Friday, April 10, 2009

Re: abstraction


I take this excerpt directly from Robert Genn, who sends me a twice-weekly "Letter to Artists".


Abstraction ranges from the meaningless abuse of paint to the most lofty and exciting of surfaces. Each effort can be a creative event--a vehicle for the mysteries of the subconscious mind and an opportunity to flirt with pure forms, symbols and metaphors. It's an art of hiding and disclosing. More than simply playing with the materials, abstraction is a discovery of motifs that happen to be part of a painter's personal legend. Personality counts. Abstraction also holds the promise of dreams, fears, fetishes, fancies, intangibles and wills.The wilful artist marches to his own drummer. As in the composing of music, in pure and practical terms, the resulting work will be the painter's own composition.Perhaps one of the best understandings came from Marc Chagall: "Abstraction is something which comes to life spontaneously through a gamut of contrasts, plastic as well as psychic, and pervades both the picture and the eye of the spectator with conceptions of new and unfamiliar elements." Abstract art has the power to show us something we may not have seen before. It implies both thought and no thought. Thriving on unconventional tools and a unique sort of energy, it's also a collaboration of mind and spirit. As a form of wizardry and magic, an abstract may speak both to you and for you. More than anything, abstract art can be a conversation piece."Abstraction is an esoteric language," said Eric Fischl. It is a language unique to the individual artist. In a way, it can be more unique than the similarly legitimate language of realistic work, because no matter how realists pull Nature's reality this way and that, they still have Nature's reality, however nuanced. The more modern idea, however it may be seen by some as flawed, is to be the inventor, creator and patent holder of your own Nature. Painter and art instructor David Leffel regularly asks his students a simple but profound question: "How do abstract artists know when they're getting better?" The answer lies in whether the artist is able to express will. Artists without the ability to express will will never know.

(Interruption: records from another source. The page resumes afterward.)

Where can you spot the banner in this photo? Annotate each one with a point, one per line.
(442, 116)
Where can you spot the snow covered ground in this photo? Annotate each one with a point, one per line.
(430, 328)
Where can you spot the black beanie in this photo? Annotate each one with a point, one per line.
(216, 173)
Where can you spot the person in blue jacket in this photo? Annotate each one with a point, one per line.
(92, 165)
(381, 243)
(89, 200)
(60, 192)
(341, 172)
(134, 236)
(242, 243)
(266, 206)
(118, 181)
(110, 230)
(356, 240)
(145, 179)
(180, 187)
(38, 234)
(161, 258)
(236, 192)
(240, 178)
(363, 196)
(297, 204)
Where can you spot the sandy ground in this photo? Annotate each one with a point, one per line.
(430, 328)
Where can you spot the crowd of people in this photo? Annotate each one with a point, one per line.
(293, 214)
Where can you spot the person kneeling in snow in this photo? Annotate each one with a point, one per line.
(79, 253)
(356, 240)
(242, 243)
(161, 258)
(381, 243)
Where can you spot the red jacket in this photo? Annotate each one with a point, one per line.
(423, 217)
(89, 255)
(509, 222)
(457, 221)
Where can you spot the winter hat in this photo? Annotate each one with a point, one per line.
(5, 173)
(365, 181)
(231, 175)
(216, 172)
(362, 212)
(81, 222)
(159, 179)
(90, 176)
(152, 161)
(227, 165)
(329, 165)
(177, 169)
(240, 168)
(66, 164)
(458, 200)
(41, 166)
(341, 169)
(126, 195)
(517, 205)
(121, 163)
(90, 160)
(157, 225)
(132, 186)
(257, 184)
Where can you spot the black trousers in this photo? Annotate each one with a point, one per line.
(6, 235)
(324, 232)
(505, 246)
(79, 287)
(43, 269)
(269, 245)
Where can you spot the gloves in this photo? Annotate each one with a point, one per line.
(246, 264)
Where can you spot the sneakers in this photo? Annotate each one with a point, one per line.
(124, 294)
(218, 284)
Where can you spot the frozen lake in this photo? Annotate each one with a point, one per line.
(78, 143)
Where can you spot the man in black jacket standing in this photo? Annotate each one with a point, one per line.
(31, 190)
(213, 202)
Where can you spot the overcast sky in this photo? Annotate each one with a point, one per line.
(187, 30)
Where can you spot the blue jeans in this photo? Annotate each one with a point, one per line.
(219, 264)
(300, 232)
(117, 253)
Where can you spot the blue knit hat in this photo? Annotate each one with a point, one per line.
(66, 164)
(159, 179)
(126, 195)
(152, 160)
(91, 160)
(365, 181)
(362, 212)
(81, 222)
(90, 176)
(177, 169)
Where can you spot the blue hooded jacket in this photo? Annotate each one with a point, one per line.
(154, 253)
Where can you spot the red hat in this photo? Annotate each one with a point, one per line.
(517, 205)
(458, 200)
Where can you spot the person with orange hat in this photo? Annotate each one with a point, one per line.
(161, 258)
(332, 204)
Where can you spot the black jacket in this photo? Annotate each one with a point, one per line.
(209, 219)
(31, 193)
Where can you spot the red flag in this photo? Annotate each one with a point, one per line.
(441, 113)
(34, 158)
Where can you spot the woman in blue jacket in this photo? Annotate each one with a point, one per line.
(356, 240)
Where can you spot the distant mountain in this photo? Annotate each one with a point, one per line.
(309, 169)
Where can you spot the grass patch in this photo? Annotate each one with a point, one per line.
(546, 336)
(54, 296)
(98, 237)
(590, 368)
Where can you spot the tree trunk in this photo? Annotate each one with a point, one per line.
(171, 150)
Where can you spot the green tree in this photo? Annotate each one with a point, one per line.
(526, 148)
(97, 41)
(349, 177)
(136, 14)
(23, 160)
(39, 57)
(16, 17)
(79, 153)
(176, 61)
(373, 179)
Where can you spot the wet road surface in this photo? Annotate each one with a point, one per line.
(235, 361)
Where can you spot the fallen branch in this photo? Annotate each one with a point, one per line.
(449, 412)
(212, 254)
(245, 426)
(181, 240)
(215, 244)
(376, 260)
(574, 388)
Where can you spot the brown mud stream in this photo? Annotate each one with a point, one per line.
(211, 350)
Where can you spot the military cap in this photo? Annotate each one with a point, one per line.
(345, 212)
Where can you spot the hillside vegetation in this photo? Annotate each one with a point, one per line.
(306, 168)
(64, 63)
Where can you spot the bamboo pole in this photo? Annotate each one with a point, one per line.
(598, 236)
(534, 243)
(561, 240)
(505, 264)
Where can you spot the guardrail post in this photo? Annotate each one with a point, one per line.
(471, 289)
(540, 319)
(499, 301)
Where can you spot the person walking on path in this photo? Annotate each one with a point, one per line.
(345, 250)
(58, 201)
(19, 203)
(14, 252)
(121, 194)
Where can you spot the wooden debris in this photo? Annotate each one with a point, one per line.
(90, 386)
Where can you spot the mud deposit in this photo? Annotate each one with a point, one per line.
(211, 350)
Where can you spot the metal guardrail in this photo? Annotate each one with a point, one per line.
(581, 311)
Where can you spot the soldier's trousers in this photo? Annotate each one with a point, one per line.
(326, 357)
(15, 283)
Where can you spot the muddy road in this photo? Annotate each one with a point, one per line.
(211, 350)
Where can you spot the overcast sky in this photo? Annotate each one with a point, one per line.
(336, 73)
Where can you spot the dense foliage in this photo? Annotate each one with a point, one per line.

PS: "Abstract art requires something of the viewer. It demands contemplation. Study. Flights of fancy. Feeling." (Svante Rydberg)


What I feel a need to add is that abstraction and I was reading this letter: Looking at abstract work can be like overhearing someone on a cell-phone talking about a recent visit to their shrink. Too much information?
Yes, that is one of my abstract paintings. Should I turn up the volume?